If the weather holds, I am planning a trolling trip out of Perdido Pass this weekend. I want to target wahoo and mahi and I would be thrilled to stumble on a billfish. I am planning to run SE to the edge and stay within 50 miles on the pass. I would like to hear your feedback concerning preferred lures, speeds, times and any other recommendations for a blue water novice. Thanks in advance for your help.


----------



## jeff912 (Nov 1, 2011)

I havent blue water fished much but the few times i have tried iv done good pulling 6 or 7 stretch 25s 30s and 15s all diff color and iv got king wahoo and mahi:thumbsup:


----------



## Team REEL TIGHT (Jun 5, 2012)

Some islander skirts with ballyhoo about 7mph also use stretches and even naked ballyhoo will work.

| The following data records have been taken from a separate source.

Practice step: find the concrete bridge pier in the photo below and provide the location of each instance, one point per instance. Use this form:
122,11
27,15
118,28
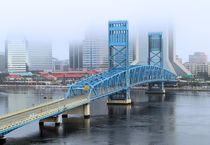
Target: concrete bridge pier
121,98
55,119
86,110
160,89
2,139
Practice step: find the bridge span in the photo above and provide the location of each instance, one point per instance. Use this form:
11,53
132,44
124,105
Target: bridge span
82,93
114,83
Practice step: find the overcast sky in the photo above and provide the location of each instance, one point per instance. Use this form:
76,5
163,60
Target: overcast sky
61,21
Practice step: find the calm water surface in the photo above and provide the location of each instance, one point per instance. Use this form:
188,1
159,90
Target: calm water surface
178,118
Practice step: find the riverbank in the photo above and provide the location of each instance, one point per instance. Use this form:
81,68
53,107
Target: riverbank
134,88
33,86
176,89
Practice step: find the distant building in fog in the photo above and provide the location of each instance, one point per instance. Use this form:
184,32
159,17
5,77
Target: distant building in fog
198,58
2,62
40,56
16,55
197,69
60,65
95,52
75,56
168,47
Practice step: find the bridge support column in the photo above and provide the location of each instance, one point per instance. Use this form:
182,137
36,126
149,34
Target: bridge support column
2,139
159,90
64,115
122,98
55,119
86,110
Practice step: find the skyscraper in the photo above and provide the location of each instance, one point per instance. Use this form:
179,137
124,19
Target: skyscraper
95,52
198,58
75,56
2,62
40,56
168,46
16,56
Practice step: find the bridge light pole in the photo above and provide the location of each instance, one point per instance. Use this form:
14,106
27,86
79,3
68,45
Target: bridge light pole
119,57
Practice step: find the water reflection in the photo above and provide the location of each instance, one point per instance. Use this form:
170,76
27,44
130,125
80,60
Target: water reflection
172,119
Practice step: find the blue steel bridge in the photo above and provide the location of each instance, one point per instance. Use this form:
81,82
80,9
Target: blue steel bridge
114,83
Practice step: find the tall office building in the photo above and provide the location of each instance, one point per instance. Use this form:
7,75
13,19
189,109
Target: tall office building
16,55
95,52
40,56
2,62
197,69
75,56
168,46
198,58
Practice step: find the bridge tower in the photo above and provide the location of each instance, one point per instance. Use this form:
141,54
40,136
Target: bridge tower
119,57
155,57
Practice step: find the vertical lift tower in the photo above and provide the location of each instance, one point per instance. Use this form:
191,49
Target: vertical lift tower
155,58
119,57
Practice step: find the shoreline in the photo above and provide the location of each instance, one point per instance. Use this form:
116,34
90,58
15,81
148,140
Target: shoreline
133,88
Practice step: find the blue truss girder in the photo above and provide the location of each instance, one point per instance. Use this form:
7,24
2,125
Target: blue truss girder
113,81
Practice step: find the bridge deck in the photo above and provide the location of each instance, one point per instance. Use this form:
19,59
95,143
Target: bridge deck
15,120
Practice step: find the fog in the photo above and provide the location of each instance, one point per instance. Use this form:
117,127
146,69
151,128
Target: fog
61,21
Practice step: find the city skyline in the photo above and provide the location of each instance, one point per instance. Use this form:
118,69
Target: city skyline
61,22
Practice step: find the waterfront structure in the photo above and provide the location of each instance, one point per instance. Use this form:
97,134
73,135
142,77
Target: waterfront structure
60,65
198,70
95,52
75,56
168,47
16,55
40,56
198,58
117,80
2,62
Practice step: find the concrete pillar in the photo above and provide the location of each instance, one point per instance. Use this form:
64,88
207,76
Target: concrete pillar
56,119
64,115
2,139
86,110
159,90
121,98
119,102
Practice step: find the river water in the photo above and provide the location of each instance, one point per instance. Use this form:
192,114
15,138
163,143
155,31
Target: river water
177,118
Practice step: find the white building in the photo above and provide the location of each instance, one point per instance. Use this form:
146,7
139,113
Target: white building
16,56
40,56
2,62
95,52
75,56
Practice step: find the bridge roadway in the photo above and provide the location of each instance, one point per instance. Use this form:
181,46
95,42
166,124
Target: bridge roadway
12,121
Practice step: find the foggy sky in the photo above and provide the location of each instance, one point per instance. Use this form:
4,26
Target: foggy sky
61,21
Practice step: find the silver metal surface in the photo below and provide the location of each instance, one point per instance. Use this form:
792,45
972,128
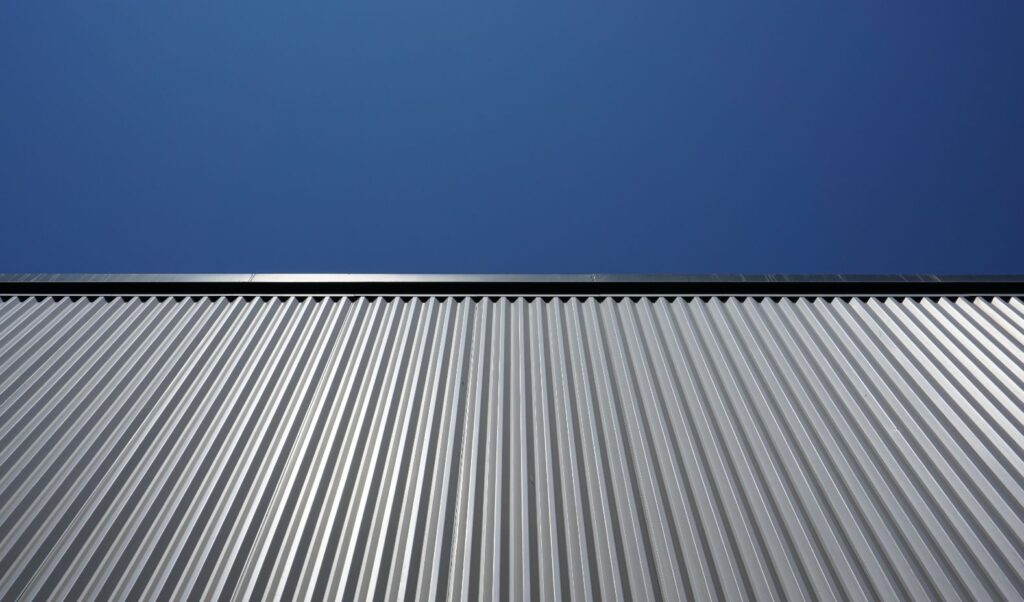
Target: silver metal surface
653,448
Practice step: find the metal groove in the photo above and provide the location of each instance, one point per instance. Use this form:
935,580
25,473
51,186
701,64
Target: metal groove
512,447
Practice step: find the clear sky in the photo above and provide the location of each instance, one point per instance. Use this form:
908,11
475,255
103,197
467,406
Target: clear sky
512,136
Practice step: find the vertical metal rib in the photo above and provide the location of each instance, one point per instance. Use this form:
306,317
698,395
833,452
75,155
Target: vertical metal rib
512,448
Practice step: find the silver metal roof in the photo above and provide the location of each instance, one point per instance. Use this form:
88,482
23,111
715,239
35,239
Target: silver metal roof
456,447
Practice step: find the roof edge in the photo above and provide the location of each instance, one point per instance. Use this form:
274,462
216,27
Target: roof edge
509,285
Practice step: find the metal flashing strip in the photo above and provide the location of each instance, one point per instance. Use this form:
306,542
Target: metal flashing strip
510,285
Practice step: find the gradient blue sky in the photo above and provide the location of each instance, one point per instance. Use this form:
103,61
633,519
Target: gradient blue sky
501,136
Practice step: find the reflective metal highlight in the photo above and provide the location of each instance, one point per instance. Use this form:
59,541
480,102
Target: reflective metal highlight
508,448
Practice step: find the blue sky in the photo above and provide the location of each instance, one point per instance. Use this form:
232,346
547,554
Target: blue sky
502,136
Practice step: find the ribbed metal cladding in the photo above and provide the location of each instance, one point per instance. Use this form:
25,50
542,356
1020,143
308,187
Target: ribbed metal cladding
510,448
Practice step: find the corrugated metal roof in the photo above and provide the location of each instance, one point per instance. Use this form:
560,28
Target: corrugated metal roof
653,448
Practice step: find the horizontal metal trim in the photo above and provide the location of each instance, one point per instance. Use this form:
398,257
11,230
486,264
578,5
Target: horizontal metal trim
511,285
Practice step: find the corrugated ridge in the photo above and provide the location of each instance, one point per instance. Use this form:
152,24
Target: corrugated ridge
507,448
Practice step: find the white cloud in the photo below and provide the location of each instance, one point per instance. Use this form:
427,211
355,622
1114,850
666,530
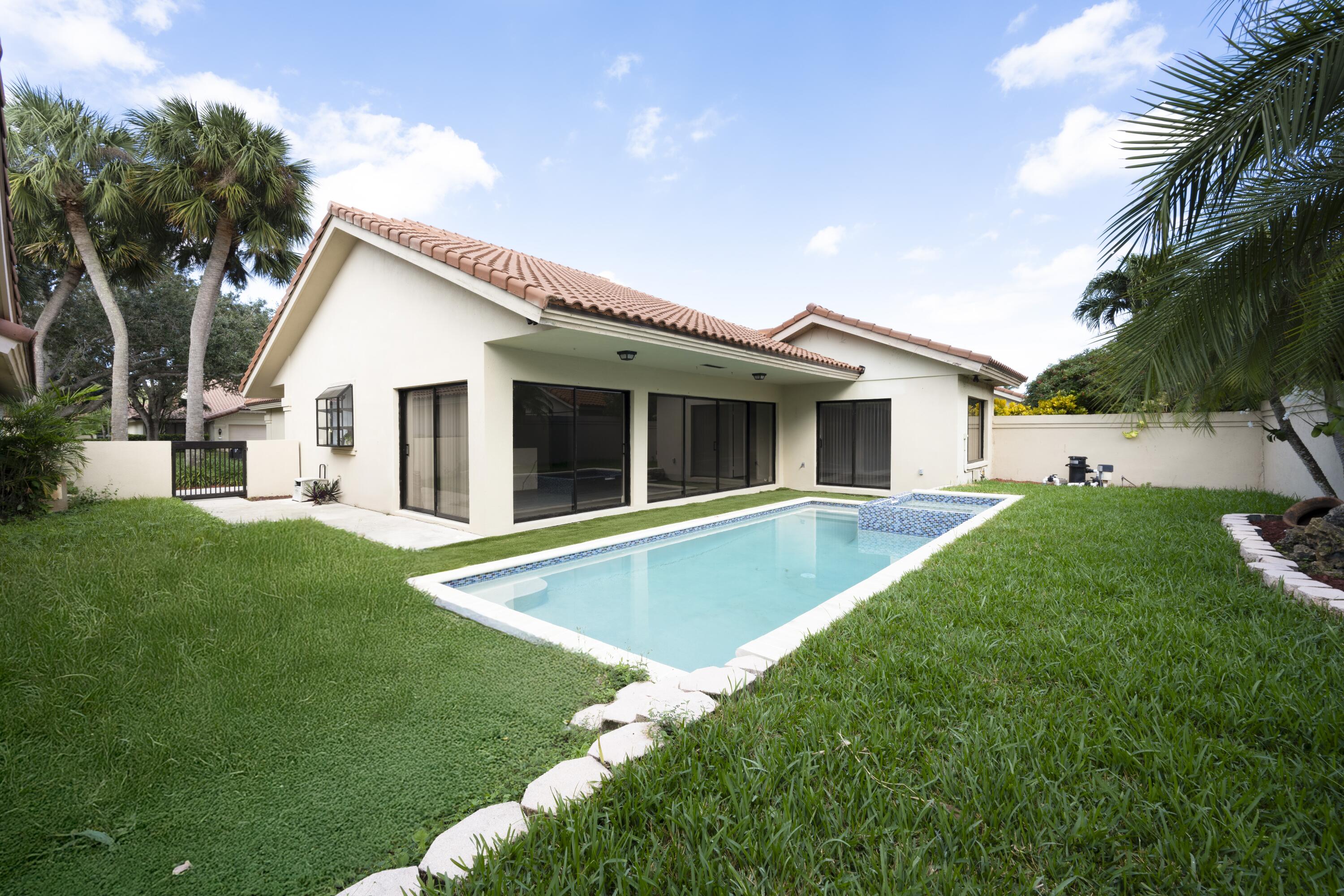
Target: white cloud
1086,147
826,241
1090,45
621,66
206,86
77,35
155,15
385,164
1021,19
643,139
707,124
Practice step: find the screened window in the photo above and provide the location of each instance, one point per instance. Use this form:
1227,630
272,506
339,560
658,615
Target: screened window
570,450
336,417
435,465
975,431
854,444
703,445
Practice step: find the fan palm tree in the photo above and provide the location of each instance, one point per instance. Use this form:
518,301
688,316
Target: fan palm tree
68,167
1242,195
229,185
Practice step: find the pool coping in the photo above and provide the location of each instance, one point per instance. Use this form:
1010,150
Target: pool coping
772,645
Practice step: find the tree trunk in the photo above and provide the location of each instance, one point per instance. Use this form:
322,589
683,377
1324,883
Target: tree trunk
65,287
1291,436
202,319
120,342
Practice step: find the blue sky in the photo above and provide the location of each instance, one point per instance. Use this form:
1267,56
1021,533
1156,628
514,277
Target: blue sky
941,168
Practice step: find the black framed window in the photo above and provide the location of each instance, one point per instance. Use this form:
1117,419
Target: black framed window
570,450
336,417
854,444
435,452
975,431
706,445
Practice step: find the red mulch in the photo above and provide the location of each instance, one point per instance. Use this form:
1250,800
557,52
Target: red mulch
1275,530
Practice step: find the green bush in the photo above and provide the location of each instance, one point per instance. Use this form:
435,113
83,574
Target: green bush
41,447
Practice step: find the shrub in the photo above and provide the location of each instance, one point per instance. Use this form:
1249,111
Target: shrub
41,447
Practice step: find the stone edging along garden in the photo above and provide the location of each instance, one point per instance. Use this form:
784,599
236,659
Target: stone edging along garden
1275,569
631,726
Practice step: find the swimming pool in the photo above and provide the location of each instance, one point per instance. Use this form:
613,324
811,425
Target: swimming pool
691,595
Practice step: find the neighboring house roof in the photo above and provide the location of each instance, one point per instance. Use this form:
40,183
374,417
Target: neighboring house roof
886,331
218,401
546,285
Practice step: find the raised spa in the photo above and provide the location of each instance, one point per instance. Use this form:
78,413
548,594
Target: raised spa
693,595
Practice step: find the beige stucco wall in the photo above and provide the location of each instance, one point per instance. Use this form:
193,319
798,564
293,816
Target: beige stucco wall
131,469
929,404
386,324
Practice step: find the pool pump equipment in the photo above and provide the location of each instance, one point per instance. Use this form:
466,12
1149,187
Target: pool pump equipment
1078,472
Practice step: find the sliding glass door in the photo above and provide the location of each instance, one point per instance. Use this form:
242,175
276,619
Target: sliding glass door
854,444
435,468
570,450
705,445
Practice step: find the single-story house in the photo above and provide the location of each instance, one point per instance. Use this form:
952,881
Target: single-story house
455,381
229,418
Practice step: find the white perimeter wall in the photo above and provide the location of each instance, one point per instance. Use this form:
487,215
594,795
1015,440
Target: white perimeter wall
1234,454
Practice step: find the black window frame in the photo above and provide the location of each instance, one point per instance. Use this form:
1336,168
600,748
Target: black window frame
404,448
854,444
574,449
338,401
718,489
982,402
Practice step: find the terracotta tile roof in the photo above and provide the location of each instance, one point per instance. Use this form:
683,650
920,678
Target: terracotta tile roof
906,338
547,285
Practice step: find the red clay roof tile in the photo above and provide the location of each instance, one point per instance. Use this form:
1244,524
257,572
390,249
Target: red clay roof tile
547,285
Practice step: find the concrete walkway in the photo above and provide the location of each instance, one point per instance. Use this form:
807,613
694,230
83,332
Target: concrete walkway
396,531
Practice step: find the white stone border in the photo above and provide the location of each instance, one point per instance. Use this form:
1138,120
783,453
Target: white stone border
771,646
1275,569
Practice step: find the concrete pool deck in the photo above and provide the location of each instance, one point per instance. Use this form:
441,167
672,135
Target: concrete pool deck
393,531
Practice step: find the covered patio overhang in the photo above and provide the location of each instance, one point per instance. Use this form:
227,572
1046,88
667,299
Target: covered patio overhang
600,338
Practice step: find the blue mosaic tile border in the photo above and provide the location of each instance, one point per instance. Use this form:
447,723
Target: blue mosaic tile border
663,536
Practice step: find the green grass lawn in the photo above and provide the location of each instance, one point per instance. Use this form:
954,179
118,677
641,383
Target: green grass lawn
1088,695
269,702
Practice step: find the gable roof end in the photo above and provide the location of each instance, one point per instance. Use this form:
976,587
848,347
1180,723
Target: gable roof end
905,338
546,285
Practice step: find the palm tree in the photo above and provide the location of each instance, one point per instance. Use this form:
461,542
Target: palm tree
237,197
1242,195
68,166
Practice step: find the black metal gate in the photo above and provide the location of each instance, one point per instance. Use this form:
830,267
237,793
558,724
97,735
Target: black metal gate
209,469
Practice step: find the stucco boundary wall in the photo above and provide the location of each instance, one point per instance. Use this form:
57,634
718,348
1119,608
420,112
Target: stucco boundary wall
1236,454
144,469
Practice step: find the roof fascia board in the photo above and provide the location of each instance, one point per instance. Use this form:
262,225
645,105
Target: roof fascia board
615,327
924,351
440,269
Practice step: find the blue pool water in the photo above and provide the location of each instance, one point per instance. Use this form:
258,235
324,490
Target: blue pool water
694,599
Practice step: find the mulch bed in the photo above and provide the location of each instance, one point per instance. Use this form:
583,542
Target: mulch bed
1275,530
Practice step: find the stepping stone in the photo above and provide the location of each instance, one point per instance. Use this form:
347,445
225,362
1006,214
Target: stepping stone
717,680
627,742
589,718
394,882
570,780
683,708
750,663
459,844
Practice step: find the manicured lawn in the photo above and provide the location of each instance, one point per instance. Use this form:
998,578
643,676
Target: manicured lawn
1088,695
269,702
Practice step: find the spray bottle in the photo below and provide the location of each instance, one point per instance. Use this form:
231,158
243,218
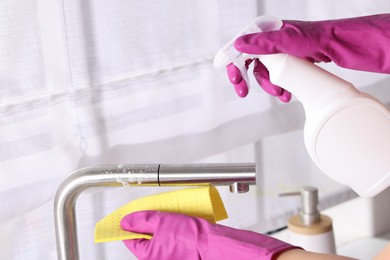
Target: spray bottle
346,132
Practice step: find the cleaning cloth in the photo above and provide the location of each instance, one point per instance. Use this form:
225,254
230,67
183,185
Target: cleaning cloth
204,202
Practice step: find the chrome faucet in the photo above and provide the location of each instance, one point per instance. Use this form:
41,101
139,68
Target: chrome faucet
237,176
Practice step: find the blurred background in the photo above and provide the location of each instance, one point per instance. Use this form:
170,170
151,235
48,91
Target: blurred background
91,82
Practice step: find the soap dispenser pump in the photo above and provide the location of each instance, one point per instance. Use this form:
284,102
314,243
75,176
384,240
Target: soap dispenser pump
309,229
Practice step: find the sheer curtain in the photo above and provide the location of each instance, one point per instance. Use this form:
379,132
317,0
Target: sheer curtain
85,83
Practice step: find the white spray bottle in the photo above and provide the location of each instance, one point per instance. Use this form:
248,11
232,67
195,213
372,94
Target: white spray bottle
346,132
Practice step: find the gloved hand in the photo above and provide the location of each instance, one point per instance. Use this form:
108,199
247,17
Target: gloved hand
361,43
177,236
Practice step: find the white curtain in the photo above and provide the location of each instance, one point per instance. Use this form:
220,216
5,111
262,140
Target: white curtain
84,83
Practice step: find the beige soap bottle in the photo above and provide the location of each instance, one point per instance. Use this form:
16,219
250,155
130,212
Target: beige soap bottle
309,229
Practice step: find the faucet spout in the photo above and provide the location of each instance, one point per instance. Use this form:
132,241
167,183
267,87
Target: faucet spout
239,176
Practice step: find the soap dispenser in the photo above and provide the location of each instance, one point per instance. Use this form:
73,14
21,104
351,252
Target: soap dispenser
309,229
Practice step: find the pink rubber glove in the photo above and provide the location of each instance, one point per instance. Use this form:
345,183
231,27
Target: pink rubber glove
361,43
177,236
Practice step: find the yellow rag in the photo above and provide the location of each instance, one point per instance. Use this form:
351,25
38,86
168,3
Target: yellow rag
202,202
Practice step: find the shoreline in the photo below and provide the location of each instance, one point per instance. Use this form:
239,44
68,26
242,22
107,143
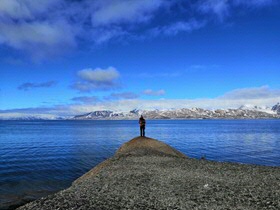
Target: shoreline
146,173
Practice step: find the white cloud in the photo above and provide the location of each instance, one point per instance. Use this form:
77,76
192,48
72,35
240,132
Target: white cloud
124,11
99,75
123,95
177,27
97,79
262,96
263,92
86,99
150,92
49,27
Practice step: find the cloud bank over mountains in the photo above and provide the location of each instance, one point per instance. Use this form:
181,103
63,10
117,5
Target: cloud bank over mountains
126,101
48,28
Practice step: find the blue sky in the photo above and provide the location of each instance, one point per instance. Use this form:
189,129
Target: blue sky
66,57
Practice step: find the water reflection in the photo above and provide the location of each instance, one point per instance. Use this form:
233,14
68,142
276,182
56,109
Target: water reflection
39,157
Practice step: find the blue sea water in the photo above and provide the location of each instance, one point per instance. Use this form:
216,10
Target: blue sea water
41,157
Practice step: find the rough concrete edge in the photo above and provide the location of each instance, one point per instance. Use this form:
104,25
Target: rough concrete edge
126,148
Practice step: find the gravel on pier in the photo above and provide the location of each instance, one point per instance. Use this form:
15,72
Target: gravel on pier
156,176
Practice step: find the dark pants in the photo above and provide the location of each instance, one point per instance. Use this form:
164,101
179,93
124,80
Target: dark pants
142,130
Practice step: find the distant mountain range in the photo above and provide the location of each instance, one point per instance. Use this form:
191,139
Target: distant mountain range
243,112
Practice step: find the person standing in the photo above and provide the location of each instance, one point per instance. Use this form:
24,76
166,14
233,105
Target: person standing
142,123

Good luck to you


----------



## hjorgan (Sep 30, 2007)

Last time we fished the edge we caught all our fish on a simple skirt lure (like a Dolphin Candy) but the trick was we pulled it behind a #1 planer. Blackfin, king, and some mystery knockdowns. It was weird but every fish hit this rig. We had skirts on top, bonito strips, a trembler, and a stretch 25. We caught every fish on the planer rig.


----------



## Kim (Aug 5, 2008)

Right now the Wahoo bite is hot and they are hitting the dark colored lures. My go to lures for the summer have been black and purple Islander lures, the Black Hole, the Cruiser and the Express rigged with horse Ballyhoo, the Outrider and The Sea Star rigged with small Ballyhoo. That's just me but if you have a wide assortment of lures, put out a spread with various colors and see which gets hit then make up your own mind. I like the flasher lures best too.


----------